Treasury Secretary Janet Yellen said on Monday that she is working to reduce American dependence on the Chinese supply chain for semiconductors.
Yellen is meeting with Asian allies in an effort to “friend-shore” trade ties with trusted economic partners, according to Reuters. In an interview with the outlet, Yellen said that the U.S. has “real concerns with respect to China” and its willingness to threaten exports of manufactured goods bound for other countries.
“Resilient supply chains mean a diversity of sources of supply and eliminating to the extent we can the possibility that geopolitical rivals will be able to manipulate us and threaten our security,” Yellen explained. Although U.S.-China trade relations are not “totally negative or escalating into tremendously hostile territory,” Yellen noted that the communist nation has “used coercion to pressure a number of countries whose behavior they have disapproved of” — including Japan, Australia, and Lithuania.
Taiwan, China, South Korea, and Japan maintain nearly 80% of global semiconductor manufacturing capacity, according to the Brookings Institution, with Taiwanese companies like TSMC producing over 90% of cutting-edge chips smaller than 10 nanometers — the class of chips used in cell phones and computers.
Yellen — who plans to tour facilities run by South Korean consumer electronics company LG during her visit — remarked that the nation has “tremendous strengths in terms of resources, technology, abilities” and a “substantial capacity to produce advanced semiconductors.”
Many Asian economies enacted harsh lockdown measures in response to COVID, causing bottlenecks in the global semiconductor supply chain. Some automotive companies, for example, have been forced to limit or pause production, worsening inflationary pressures as vehicle prices surge at the highest rate in decades. According to the most recent Consumer Price Index (CPI) report from the U.S. Bureau of Labor Statistics, new and used vehicles are 11.4% and 7.1% more expensive since June 2022, respectively.
Lawmakers have proposed the $52 billion CHIPS for America Act — but because the funding has not yet reached chipmakers, companies such as Intel, TSMC, and GlobalFoundries recently issued “public warnings” that they might “scale back their plans to make semiconductors” in the United States, according to the U.S. Department of Commerce.
Intel CEO Pat Gelsinger said at a recent panel event that his firm could increase chip production in Europe due to legislative delays in the U.S. “The rest of the world is moving rapidly despite the inability of Congress to get this finished,” he remarked, noting that Asian countries are also passing new incentives.
The U.S. represents 12% of global semiconductor manufacturing and 25% of global semiconductor demand, according to Radford University management professor Zachary Collier.
In reaction to high inflation, National Economic Council Director Brian Deese said on CNBC last week that the U.S. can address the cost pressures by passing new incentives for the semiconductor industry.

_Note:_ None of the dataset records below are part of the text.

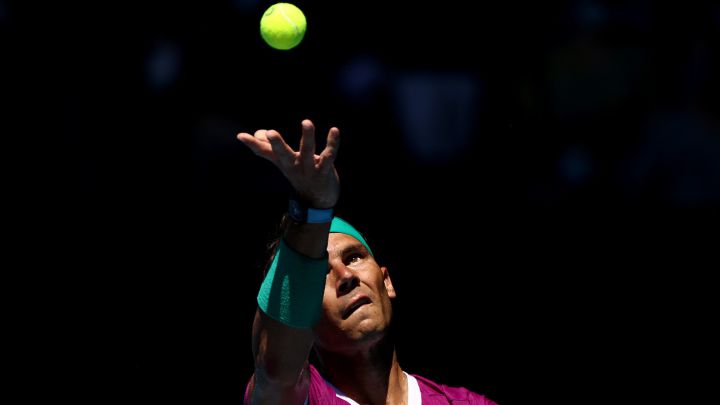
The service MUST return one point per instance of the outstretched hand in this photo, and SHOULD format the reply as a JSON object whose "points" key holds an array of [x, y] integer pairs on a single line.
{"points": [[313, 176]]}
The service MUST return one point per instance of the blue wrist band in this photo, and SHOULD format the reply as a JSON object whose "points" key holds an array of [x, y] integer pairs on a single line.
{"points": [[292, 291]]}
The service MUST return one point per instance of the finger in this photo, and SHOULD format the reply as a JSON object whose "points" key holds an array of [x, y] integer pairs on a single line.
{"points": [[328, 155], [260, 134], [260, 148], [283, 152], [307, 142]]}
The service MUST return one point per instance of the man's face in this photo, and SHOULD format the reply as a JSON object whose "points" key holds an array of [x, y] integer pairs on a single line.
{"points": [[356, 303]]}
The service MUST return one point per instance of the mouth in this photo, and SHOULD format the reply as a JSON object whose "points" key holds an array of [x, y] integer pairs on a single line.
{"points": [[354, 305]]}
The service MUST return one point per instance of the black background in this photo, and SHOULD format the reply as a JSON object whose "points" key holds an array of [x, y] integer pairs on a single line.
{"points": [[518, 275]]}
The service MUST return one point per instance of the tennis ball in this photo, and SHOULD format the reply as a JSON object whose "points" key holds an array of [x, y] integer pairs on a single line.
{"points": [[283, 26]]}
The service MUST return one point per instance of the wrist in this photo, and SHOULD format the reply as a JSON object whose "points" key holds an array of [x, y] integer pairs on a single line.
{"points": [[304, 214]]}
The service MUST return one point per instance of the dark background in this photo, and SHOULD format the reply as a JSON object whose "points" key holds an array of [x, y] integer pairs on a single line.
{"points": [[542, 180]]}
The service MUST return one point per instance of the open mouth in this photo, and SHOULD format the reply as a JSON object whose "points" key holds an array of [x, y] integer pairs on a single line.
{"points": [[354, 305]]}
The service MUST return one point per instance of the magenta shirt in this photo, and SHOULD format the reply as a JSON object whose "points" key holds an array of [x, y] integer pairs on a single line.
{"points": [[431, 393]]}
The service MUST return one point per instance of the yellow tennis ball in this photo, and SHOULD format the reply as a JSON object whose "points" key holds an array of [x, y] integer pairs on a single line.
{"points": [[283, 26]]}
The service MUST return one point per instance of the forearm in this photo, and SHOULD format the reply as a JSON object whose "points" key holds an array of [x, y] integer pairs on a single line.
{"points": [[281, 350]]}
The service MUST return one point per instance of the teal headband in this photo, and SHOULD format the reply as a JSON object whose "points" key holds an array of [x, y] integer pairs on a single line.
{"points": [[339, 225]]}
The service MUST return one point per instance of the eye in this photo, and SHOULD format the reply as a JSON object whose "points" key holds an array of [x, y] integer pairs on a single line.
{"points": [[352, 258]]}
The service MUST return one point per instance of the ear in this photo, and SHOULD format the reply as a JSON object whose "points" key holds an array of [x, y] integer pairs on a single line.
{"points": [[388, 282]]}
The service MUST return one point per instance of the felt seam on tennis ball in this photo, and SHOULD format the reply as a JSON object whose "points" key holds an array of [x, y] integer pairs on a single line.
{"points": [[285, 16]]}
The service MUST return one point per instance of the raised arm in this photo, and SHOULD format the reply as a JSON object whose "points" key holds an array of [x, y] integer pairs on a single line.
{"points": [[281, 351]]}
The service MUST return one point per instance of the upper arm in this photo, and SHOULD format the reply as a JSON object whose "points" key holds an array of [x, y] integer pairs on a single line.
{"points": [[281, 367]]}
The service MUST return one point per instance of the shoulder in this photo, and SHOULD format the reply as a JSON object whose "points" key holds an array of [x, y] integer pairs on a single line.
{"points": [[440, 393], [320, 390]]}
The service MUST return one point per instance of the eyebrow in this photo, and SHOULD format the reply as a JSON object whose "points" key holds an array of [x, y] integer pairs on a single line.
{"points": [[354, 247]]}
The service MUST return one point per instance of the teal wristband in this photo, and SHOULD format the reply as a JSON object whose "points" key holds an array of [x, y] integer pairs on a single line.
{"points": [[293, 288]]}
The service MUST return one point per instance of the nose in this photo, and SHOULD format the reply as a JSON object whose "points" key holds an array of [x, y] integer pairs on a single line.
{"points": [[345, 280]]}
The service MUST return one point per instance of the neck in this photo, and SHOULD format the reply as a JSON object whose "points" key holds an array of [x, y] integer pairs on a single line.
{"points": [[369, 376]]}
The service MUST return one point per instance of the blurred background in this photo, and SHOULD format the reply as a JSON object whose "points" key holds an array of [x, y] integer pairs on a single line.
{"points": [[542, 180]]}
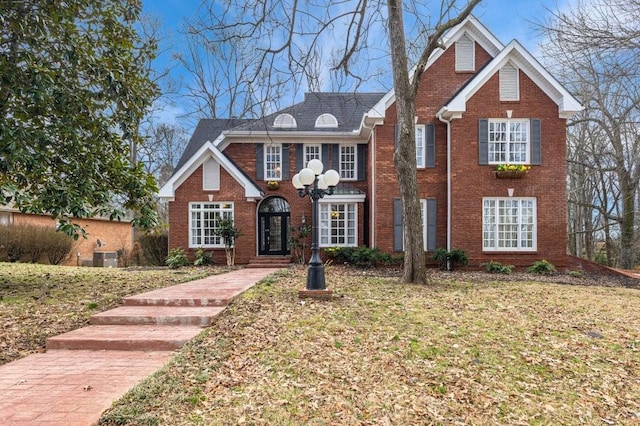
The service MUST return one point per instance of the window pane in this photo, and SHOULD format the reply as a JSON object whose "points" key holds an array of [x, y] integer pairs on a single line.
{"points": [[273, 161], [312, 152], [205, 220], [338, 224], [348, 162], [420, 146], [508, 224]]}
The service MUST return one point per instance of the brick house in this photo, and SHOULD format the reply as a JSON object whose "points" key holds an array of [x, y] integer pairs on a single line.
{"points": [[481, 104]]}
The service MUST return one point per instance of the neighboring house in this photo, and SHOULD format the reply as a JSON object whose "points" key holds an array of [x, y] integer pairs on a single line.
{"points": [[102, 236], [481, 104]]}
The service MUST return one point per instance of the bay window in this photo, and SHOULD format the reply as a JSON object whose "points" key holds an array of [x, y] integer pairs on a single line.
{"points": [[204, 220]]}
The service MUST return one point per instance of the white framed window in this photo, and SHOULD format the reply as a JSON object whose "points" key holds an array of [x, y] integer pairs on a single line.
{"points": [[423, 220], [338, 224], [312, 152], [420, 146], [509, 141], [273, 162], [509, 224], [348, 162], [285, 121], [211, 175], [6, 218], [509, 83], [204, 219], [465, 54]]}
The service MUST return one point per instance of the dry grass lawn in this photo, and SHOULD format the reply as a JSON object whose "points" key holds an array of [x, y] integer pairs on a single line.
{"points": [[459, 351], [39, 301]]}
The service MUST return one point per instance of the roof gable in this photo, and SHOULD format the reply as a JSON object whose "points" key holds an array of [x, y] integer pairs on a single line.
{"points": [[473, 28], [206, 130], [206, 151], [515, 53]]}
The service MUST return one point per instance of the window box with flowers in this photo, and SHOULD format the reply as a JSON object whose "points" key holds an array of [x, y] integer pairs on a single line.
{"points": [[273, 185], [511, 171]]}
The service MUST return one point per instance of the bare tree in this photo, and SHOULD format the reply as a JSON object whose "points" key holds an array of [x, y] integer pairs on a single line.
{"points": [[598, 45], [290, 40]]}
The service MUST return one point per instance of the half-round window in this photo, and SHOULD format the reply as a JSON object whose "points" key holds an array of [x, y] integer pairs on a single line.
{"points": [[326, 120], [285, 121]]}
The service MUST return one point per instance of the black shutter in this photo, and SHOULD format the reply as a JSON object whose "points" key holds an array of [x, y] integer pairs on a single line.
{"points": [[430, 145], [286, 164], [299, 157], [362, 162], [431, 223], [259, 161], [483, 141], [395, 136], [536, 139], [398, 231], [335, 157], [326, 148]]}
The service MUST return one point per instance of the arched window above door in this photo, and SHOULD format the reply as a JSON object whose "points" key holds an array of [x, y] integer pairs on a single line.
{"points": [[274, 205]]}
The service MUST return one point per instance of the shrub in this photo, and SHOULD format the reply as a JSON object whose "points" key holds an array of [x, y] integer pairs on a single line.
{"points": [[542, 267], [456, 257], [137, 254], [228, 232], [494, 267], [360, 257], [177, 258], [155, 246], [59, 247], [30, 243], [203, 258]]}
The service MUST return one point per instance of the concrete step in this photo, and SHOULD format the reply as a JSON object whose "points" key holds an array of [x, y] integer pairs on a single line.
{"points": [[192, 300], [270, 262], [158, 315], [125, 338]]}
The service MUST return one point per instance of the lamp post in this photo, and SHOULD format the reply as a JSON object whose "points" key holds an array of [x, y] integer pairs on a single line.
{"points": [[312, 182]]}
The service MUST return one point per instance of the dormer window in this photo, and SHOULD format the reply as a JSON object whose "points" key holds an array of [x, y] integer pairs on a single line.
{"points": [[465, 54], [285, 121], [326, 121], [509, 83]]}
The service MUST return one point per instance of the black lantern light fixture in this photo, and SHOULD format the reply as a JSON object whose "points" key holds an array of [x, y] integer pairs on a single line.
{"points": [[312, 182]]}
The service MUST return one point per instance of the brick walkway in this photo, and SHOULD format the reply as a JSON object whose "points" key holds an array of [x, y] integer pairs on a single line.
{"points": [[85, 370]]}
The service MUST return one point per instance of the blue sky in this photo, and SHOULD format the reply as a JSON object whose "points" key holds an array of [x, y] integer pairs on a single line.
{"points": [[507, 19]]}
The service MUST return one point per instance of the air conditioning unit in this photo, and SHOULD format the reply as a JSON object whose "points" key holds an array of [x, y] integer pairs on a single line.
{"points": [[105, 259]]}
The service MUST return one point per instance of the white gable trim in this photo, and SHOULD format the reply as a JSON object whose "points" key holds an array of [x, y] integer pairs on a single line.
{"points": [[523, 60], [208, 150], [474, 30]]}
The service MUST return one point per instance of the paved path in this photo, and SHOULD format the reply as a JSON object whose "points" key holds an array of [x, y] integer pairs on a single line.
{"points": [[73, 387]]}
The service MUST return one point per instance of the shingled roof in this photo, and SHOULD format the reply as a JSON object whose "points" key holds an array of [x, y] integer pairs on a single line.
{"points": [[207, 130], [347, 108]]}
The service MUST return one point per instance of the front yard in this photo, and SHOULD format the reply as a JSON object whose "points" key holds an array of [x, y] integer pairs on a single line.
{"points": [[468, 349], [39, 301]]}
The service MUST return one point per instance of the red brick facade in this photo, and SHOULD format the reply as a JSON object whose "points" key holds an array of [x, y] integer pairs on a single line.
{"points": [[470, 181]]}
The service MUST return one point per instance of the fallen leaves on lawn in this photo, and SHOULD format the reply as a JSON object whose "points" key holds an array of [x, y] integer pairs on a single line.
{"points": [[453, 352], [40, 301]]}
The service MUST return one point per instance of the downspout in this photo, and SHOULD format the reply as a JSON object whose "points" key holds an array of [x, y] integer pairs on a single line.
{"points": [[448, 123], [372, 209]]}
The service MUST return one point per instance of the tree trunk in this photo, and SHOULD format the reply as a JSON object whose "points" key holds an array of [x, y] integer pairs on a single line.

Yet the official was pressed on the notion that higher spending is a sustainable answer to the record inflation, which follows $6 trillion in federal stimulus packages enacted in response to COVID.
“I think you have to look at the unique situation that we’re in as an economy and think about how do we build more supply, how do we increase the productive capacity of our economy, so that we actually can supply more goods, bring prices down,” said Deese, who formerly worked as a senior adviser to President Barack Obama. “We know the answer on semiconductors exactly. We need more supply of those goods.”